Problem for Serum Institute
The New York Times quoted federal officials as saying it was unclear when or if the vaccine will be authorised for US distribution amid concerns over testing and quality control. And that could be a big problem for SII which has already begun manufacturing Novavax and is currently stockpiling the doses.
The clinical trial protocol in India filed by SII uses the US Novavax candidate as a comparable reference to check the vaccine’s safety and ability to trigger an immune response. This means that unless the main Novavax is granted approval, SII can’t get approved in India.
“We can’t launch Novavax’s vaccine unless we get a licence to launch it. The parent American company has some issues with the USFDA, which should be cleared by the end of October. We will get the license only when the company gets one from the FDA. We are trying to obtain the licence ahead of the parent company, but it’s an uphill task,” SII chairman and managing director Cyrus Poonawalla told ANI.
He has mentioned January-February as a possible launch of a kids’ Novavax vaccine if all goes well. Novavax also has expanded its US trials to include paediatric patients aged 12 to 17.
It’s clear though that adding the need to vaccinate those under 18 will further strain India’s available vaccine supplies. India will need at least 200 million doses to cater to the paediatric population. India just passed a milestone in giving the first vaccination to 50 per cent of its 950 million eligible adults. But only 15 per cent of adults are double-jabbed.
Other vaccines
There are other vaccines that could come on the Indian market for adults and children over the next year. Moderna, which has been given approval in India but is not yet available due to wrangling over legal protection sought by the company, has already launched trials of its vaccine in children under 12 in the US and is aiming to submit the data to the US regulator by late fall or early winter. Johnson & Johnson has been approved by India for emergency use and plans to make doses here but there is no availability timeline yet. It plans to start a trial in children as young as 12 of its one-shot vaccine this fall in the US. It’s not immediately known whether J&J has struck a deal with the government over indemnity issues. Pfizer, which has not yet applied to launch in India, has begun trials of their vaccines in children under the age of 12 in the US.

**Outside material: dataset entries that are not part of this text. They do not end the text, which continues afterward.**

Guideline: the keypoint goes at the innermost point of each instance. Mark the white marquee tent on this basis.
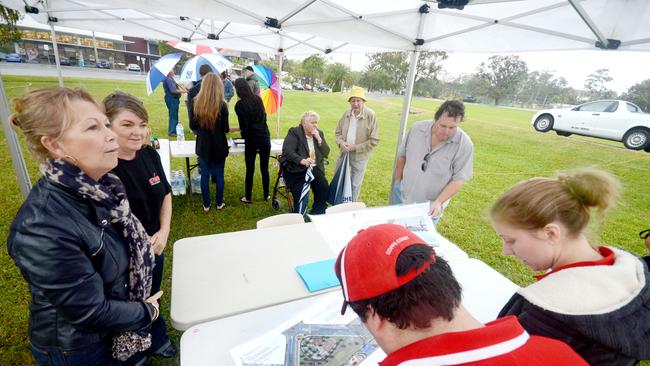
(314, 26)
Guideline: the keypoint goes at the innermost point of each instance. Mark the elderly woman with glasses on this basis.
(86, 258)
(304, 152)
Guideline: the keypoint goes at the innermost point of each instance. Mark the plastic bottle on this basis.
(174, 183)
(182, 183)
(154, 141)
(180, 132)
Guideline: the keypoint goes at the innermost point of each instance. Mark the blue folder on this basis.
(318, 275)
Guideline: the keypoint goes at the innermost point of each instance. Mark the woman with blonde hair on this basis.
(148, 191)
(594, 298)
(209, 118)
(85, 256)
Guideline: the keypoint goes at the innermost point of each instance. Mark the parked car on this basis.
(469, 99)
(615, 120)
(103, 64)
(323, 88)
(64, 61)
(14, 57)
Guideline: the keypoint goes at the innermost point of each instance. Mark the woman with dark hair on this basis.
(86, 258)
(209, 118)
(148, 191)
(252, 124)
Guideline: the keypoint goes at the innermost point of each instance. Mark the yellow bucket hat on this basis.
(357, 92)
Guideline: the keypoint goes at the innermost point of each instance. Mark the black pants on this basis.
(159, 337)
(319, 186)
(254, 146)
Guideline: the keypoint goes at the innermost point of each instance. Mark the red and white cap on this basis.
(368, 263)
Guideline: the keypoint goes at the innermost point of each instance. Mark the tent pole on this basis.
(95, 49)
(408, 93)
(56, 55)
(280, 60)
(14, 145)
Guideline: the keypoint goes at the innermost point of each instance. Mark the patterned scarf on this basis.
(109, 193)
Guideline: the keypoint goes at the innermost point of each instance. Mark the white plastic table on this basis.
(220, 275)
(186, 149)
(485, 291)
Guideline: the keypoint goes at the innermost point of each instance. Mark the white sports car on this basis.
(616, 120)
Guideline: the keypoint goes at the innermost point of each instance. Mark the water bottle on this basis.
(195, 181)
(180, 132)
(174, 183)
(182, 183)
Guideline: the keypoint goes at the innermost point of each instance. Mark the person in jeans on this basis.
(209, 118)
(148, 191)
(252, 124)
(85, 256)
(172, 101)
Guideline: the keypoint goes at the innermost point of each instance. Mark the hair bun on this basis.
(13, 119)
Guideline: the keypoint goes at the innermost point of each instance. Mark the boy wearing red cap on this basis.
(410, 302)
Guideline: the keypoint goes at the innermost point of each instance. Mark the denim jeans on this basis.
(255, 145)
(159, 337)
(172, 107)
(208, 169)
(98, 354)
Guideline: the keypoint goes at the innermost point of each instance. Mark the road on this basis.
(7, 68)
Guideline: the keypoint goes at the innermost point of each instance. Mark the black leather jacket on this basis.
(76, 266)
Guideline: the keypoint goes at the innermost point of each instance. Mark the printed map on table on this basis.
(319, 336)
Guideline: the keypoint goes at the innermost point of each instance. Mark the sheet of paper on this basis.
(318, 275)
(338, 229)
(315, 336)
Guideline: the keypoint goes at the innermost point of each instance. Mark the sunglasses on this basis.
(644, 234)
(425, 162)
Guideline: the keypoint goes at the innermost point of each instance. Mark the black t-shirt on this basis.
(146, 186)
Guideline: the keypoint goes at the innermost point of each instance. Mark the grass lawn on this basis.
(507, 151)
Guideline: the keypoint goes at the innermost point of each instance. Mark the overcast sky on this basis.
(626, 68)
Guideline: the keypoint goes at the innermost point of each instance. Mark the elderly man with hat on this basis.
(251, 79)
(357, 134)
(411, 303)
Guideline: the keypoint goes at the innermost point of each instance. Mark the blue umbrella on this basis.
(340, 190)
(304, 195)
(160, 69)
(217, 62)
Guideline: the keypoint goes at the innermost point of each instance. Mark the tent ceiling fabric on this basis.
(366, 25)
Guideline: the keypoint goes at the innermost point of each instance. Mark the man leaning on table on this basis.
(434, 160)
(411, 303)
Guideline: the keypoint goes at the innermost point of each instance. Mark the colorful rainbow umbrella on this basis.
(270, 89)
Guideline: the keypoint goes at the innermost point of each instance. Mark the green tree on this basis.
(596, 84)
(376, 80)
(387, 71)
(502, 75)
(313, 67)
(337, 74)
(639, 94)
(396, 65)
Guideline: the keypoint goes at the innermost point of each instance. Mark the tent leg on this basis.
(406, 107)
(280, 59)
(14, 146)
(56, 53)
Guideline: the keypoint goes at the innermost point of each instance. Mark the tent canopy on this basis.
(314, 26)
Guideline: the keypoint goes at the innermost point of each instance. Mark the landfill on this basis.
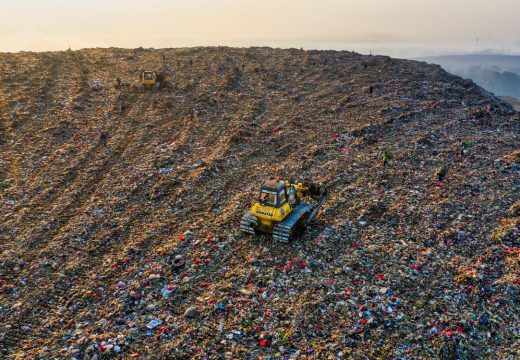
(120, 207)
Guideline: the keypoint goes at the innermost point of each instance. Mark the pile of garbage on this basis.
(120, 208)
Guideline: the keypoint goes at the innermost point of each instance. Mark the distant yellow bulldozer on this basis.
(148, 79)
(279, 210)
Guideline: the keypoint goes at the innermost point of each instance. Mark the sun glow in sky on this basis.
(395, 27)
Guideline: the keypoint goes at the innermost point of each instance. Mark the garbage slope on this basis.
(103, 187)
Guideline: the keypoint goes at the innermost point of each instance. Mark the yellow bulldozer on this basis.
(148, 79)
(279, 210)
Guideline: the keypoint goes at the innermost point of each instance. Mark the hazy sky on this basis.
(395, 27)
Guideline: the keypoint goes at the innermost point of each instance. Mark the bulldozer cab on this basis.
(273, 194)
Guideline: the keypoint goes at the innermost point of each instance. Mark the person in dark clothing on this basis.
(385, 157)
(441, 174)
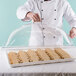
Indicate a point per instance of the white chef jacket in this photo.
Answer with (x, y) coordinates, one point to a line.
(51, 13)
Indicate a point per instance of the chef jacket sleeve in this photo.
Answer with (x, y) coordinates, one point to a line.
(69, 14)
(24, 9)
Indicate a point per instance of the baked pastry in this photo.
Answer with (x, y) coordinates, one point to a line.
(13, 57)
(32, 56)
(42, 55)
(52, 54)
(23, 56)
(62, 53)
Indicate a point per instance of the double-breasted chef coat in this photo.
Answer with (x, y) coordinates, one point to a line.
(51, 13)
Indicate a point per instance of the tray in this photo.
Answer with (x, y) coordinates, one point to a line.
(16, 49)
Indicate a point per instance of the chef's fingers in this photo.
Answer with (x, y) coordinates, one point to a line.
(38, 17)
(34, 19)
(72, 35)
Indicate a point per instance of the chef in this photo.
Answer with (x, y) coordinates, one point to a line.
(46, 14)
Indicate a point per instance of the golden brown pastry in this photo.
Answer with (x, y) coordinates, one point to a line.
(13, 57)
(23, 56)
(52, 54)
(42, 55)
(32, 56)
(62, 53)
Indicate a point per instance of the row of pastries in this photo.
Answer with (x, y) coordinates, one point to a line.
(37, 55)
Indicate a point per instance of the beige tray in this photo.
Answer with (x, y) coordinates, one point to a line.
(16, 49)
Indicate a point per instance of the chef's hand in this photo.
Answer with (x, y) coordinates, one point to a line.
(34, 16)
(72, 33)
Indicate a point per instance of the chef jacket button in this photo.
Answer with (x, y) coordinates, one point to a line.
(42, 10)
(55, 19)
(55, 10)
(41, 1)
(54, 37)
(43, 28)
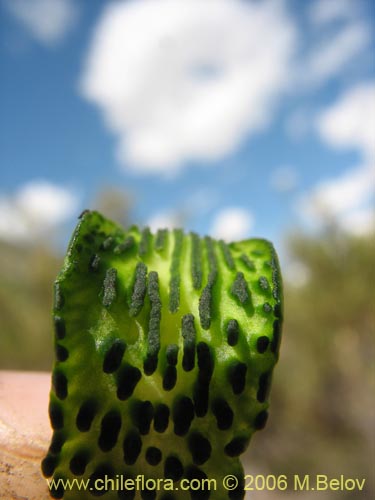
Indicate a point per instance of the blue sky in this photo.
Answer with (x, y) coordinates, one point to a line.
(234, 118)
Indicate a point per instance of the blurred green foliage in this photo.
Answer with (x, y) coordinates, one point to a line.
(323, 395)
(322, 401)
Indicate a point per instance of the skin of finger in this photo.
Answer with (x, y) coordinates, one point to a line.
(25, 433)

India has also approved the Russian-made Sputnik V, and got 3 million doses at the beginning with plans to start domestic production in July or August. Now local production of Sputnik isn’t expected to start until next month with the goal of manufacturing more than 300 million doses annually. Meanwhile, Mukesh Ambani’s Reliance Life Sciences is reportedly going to start phase-1 clinical trials of its locally developed Covid-19 vaccine soon.